Foi quando ambos viram a figura vestida em um casaco e máscara verdes. A roupa repleta de sangue e barro. Ele se arrastava e tentava, trêmulo, carregar um homem negro ferido em seus braços.

O mascarado deixou o ferido em uma maca desocupada, que estava na saída do hospital, voltou mancando para a bicicleta e, em silêncio, partiu para nunca mais ser visto pelos presentes.

O senhor de pé ferido e a enfermeira apenas olhavam para a cena, ambos boquiabertos.
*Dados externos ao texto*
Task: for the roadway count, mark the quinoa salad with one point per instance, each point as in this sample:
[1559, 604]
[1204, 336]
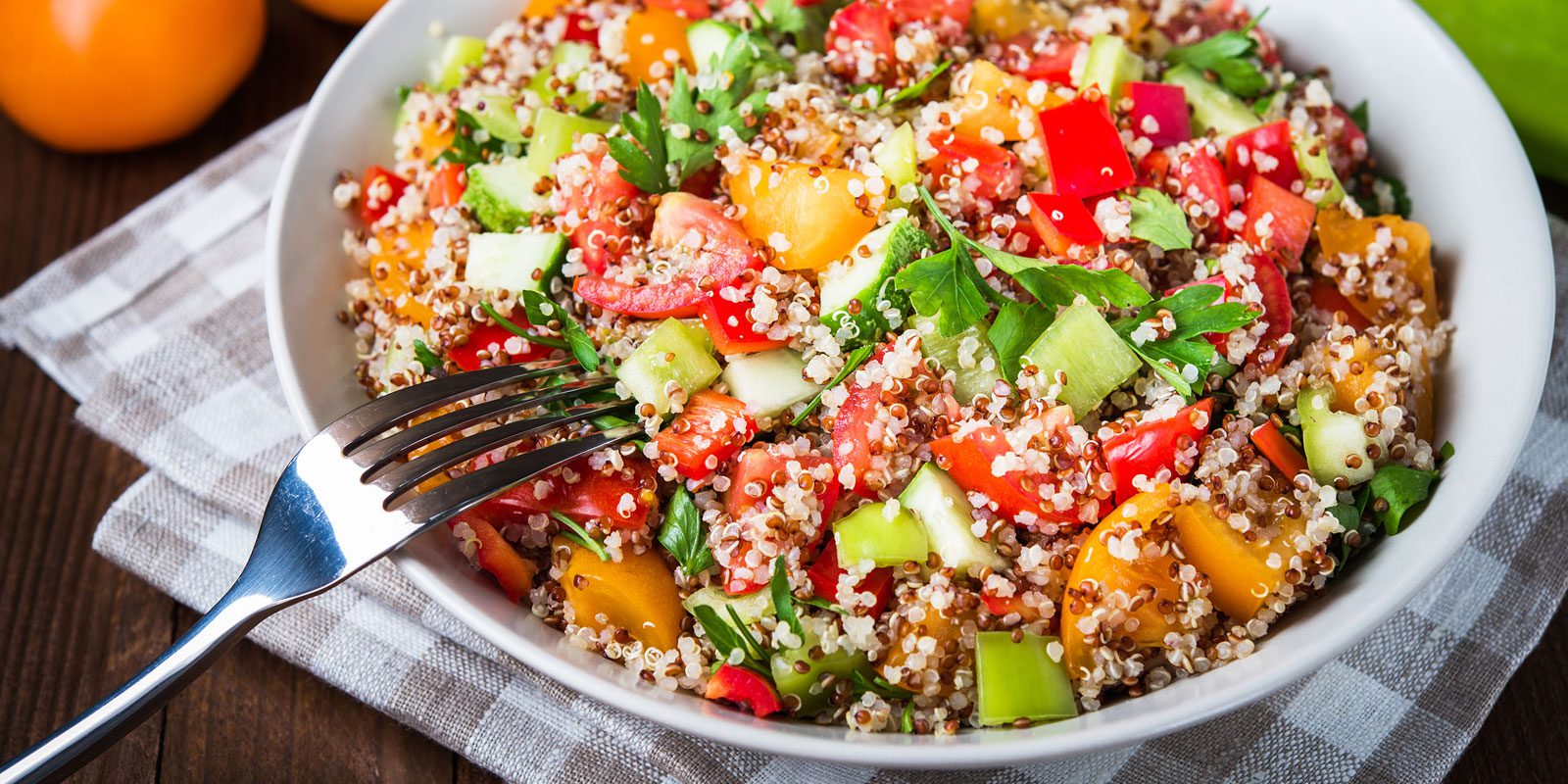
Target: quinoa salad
[988, 360]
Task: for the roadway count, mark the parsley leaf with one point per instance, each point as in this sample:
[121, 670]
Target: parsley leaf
[1159, 220]
[1196, 314]
[851, 365]
[1015, 329]
[783, 600]
[682, 533]
[1230, 55]
[543, 311]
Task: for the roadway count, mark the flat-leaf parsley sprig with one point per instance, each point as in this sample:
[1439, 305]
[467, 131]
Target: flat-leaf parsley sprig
[678, 140]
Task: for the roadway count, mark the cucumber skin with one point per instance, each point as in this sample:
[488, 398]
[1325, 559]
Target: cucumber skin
[855, 329]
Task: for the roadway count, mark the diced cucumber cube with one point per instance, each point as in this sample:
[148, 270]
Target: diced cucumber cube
[1109, 67]
[1021, 679]
[457, 57]
[708, 41]
[502, 196]
[674, 357]
[514, 263]
[857, 290]
[768, 381]
[948, 516]
[750, 608]
[898, 157]
[1335, 443]
[1212, 107]
[554, 133]
[1092, 355]
[880, 533]
[968, 355]
[807, 686]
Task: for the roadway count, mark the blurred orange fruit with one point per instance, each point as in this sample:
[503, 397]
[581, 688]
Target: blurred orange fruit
[347, 12]
[91, 75]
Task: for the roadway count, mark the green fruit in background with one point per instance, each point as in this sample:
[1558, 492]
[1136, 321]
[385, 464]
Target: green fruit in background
[1518, 46]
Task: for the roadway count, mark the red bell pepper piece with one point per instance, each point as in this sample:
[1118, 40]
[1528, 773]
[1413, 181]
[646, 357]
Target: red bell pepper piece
[708, 431]
[1159, 112]
[1086, 151]
[1063, 221]
[378, 193]
[996, 174]
[1278, 221]
[1278, 451]
[1150, 449]
[744, 687]
[825, 572]
[1266, 151]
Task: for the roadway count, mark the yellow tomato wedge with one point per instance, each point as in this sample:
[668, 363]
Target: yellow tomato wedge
[1241, 572]
[635, 593]
[808, 214]
[1340, 232]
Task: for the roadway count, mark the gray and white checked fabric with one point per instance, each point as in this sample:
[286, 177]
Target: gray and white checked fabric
[157, 328]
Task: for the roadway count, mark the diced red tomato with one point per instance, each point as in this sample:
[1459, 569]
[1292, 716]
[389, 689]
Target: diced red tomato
[595, 496]
[590, 185]
[998, 174]
[1329, 298]
[1086, 151]
[378, 193]
[493, 341]
[725, 256]
[1063, 221]
[1288, 226]
[744, 687]
[969, 462]
[708, 431]
[1262, 148]
[1159, 112]
[1152, 447]
[498, 557]
[825, 572]
[729, 321]
[1278, 451]
[446, 185]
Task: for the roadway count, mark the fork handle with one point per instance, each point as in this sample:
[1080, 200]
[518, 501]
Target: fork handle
[118, 713]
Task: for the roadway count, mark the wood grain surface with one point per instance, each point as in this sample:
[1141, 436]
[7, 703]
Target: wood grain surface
[73, 626]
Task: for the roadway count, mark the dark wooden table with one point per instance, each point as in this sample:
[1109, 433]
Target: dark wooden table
[73, 626]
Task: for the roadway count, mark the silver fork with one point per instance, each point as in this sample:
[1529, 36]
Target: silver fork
[347, 499]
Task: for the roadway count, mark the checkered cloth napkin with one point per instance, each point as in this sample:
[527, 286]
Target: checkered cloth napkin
[157, 328]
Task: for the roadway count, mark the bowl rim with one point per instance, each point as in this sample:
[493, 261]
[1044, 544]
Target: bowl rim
[937, 752]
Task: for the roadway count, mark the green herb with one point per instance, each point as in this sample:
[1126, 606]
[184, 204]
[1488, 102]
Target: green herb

Até que a enfermeira entrou correndo no hospital gritando pela atenção de algum médico que pudesse ajudá-la.

O destino de Rafael já não estava mais nas mãos do vigilante.

Joel fora tudo naquela noite, ele era o responsável pela possível morte de um traficante de drogas, porém, havia salvado a vida daquele que realmente deveria ser atingido. Deixou os criminosos escaparem mesmo dando-lhes uma tremenda surra. Permitiu que sua identidade fosse revelada para um conhecido, mesmo que tivesse implorado para que esta não fosse declarada aos seus entes queridos. Por fim, não foi reconhecido pelo trabalho duro que teve para salvar a vida do homem que ele mesmo tinha ferido, este crédito certamente seria dado ao médico que conseguisse salvar a vida do sujeito. Porém, Joel era o herói que não recebia recompensa, sua imagem agora seria reconhecida, os criminosos contariam uns aos outros sobre ele, se tivesse sorte, tornar-se-ia um homem temido no submundo. Porém, Rider era um herói que não precisava de um símbolo, ou um emblema. Ele não queria isso para si, tudo o que queria era viver a emoção.

Pela primeira vez em anos, Joel sentiu que havia falhado miseravelmente e exaurido seu corpo até o extremo. Porém, fora uma noite para sempre memorável. A primeira vez que ele sentia sua adrenalina subir a níveis estratosféricos. E, droga, valeu a pena, afinal, não era assim que os super-heróis dos quadrinhos fariam?